Last week, I started the weekly reading list by stating:

“This week has certainly been interesting with the Dow Jones Industrial Average having the worst start to a year…well…ever.”

This week was not much difference as the markets continued their slide into the “worst-start-of-the-year-everer.”

However, with the markets roughly down 7% since the beginning of this year, it certainly has seemed painful as investors have been slammed from all angles. However, as I addressed earlier this year with respect to January statistics, this is well within historical norms. To wit:

“Furthermore, while January’s maximum positive return was just 9.2%, the maximum drawdown for the month was the lowest for all months at -6.79%.”

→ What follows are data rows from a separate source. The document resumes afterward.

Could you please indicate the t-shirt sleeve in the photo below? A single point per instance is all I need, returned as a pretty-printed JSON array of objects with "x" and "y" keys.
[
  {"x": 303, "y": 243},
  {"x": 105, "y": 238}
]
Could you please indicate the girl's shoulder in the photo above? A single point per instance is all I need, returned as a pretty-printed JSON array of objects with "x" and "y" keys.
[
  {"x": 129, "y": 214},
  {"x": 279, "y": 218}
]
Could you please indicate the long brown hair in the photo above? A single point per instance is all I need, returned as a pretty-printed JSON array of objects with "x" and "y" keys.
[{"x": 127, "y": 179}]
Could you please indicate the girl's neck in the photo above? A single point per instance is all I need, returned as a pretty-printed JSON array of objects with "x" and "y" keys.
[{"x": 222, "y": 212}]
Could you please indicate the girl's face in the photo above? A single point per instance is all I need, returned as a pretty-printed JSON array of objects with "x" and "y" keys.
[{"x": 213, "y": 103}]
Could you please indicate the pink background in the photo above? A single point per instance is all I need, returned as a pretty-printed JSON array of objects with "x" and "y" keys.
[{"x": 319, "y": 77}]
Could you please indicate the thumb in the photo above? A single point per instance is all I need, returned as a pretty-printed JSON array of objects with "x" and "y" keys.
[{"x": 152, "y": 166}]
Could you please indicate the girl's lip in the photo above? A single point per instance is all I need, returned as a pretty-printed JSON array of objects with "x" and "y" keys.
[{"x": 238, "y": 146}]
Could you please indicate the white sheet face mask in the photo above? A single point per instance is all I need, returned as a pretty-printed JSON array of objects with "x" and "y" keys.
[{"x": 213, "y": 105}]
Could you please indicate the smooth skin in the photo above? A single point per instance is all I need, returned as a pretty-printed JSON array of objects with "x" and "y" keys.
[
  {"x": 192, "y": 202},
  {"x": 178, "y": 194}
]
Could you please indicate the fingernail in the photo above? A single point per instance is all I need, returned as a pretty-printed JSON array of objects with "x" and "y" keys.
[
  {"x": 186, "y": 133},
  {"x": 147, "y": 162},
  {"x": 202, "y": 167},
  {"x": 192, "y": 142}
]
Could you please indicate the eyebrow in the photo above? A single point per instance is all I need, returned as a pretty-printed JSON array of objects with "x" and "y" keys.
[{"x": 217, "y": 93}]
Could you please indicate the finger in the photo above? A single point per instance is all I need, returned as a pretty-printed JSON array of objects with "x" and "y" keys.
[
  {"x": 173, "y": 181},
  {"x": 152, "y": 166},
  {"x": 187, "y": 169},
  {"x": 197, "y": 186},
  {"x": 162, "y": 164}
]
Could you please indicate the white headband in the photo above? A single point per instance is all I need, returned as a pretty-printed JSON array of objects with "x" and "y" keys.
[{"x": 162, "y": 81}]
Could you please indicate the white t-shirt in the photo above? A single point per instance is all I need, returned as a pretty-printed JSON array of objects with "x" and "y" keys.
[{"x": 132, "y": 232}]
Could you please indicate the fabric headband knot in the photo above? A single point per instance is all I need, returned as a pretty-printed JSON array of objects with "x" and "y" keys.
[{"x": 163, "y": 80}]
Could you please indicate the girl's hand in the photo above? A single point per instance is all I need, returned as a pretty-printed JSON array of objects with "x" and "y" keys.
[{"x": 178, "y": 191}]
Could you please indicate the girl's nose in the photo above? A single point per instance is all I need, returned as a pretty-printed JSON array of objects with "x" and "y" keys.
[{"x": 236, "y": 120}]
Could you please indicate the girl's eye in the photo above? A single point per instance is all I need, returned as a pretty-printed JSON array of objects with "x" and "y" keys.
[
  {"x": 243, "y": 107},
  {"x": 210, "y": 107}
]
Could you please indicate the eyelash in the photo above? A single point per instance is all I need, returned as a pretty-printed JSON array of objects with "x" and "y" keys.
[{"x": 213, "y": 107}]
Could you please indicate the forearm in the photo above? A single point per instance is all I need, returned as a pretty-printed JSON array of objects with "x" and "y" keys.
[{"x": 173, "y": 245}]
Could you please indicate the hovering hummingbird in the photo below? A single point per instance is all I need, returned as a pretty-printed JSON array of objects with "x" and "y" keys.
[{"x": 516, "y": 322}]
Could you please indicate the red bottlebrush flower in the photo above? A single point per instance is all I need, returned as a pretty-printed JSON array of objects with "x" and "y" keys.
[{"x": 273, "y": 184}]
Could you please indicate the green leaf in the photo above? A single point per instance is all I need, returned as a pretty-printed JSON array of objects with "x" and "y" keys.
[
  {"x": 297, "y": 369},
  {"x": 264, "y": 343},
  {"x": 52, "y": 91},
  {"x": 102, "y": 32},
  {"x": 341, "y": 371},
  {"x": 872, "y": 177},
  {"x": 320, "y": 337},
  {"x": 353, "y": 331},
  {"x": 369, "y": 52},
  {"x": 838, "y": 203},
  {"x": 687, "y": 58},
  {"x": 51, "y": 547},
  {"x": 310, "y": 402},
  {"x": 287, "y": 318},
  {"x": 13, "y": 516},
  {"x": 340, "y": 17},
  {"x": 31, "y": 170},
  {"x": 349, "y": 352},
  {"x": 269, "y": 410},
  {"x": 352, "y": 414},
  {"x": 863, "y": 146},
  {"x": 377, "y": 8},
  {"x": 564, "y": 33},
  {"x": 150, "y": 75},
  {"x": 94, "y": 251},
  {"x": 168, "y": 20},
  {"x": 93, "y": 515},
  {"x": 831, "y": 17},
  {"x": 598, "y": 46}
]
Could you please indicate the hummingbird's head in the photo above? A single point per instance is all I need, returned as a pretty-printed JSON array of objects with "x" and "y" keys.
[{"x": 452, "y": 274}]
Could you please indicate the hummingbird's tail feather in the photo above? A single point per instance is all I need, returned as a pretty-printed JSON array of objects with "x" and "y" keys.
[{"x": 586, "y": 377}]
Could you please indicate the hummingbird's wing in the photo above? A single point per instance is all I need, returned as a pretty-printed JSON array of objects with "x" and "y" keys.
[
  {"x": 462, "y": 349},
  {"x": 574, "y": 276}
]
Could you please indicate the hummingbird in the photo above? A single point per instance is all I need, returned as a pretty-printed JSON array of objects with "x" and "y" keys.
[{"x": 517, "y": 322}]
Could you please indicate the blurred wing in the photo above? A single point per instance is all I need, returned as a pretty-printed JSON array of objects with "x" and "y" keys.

However, given the length of the current bull market run from 2009 to present, the risks are mounting that January will likely have consecutive negative performance years which would confirm the ongoing market topping process I discussed previously. Such an outcome would suggest a more conservative approach to investment allocations.”

With the markets now extremely oversold on a short-term basis, it is quite likely that a bounce will occur in the days ahead. Such a bounce will likely be met by sellers wanting to reduce risk of a more substantial correction. But will they be right?

This weekend’s reading list is a collection of articles on the current state of the market.  Is the bull still alive or is it being hunted by the bear?

1) Death Throes Of A Bull Market by Anthony Mirhaydari via Fiscal Times

“Fed Chair Janet Yellen will be forced to either acknowledge labor market tightening as reason to continue with the four-hike schedule for 2016 or risk her credibility, belittle job market stability and sound a warning about the risks of lower oil prices and cheap gasoline (sacrilege to regular Americans) by slowing the hiking pace after a single 0.25 percent increase last month.

If she gets it wrong, things could get ugly fast.

The Russell 2000 has dropped all the way back to levels last seen in October 2013 as it has dropped below its 200-week moving average for the first time since 2011.”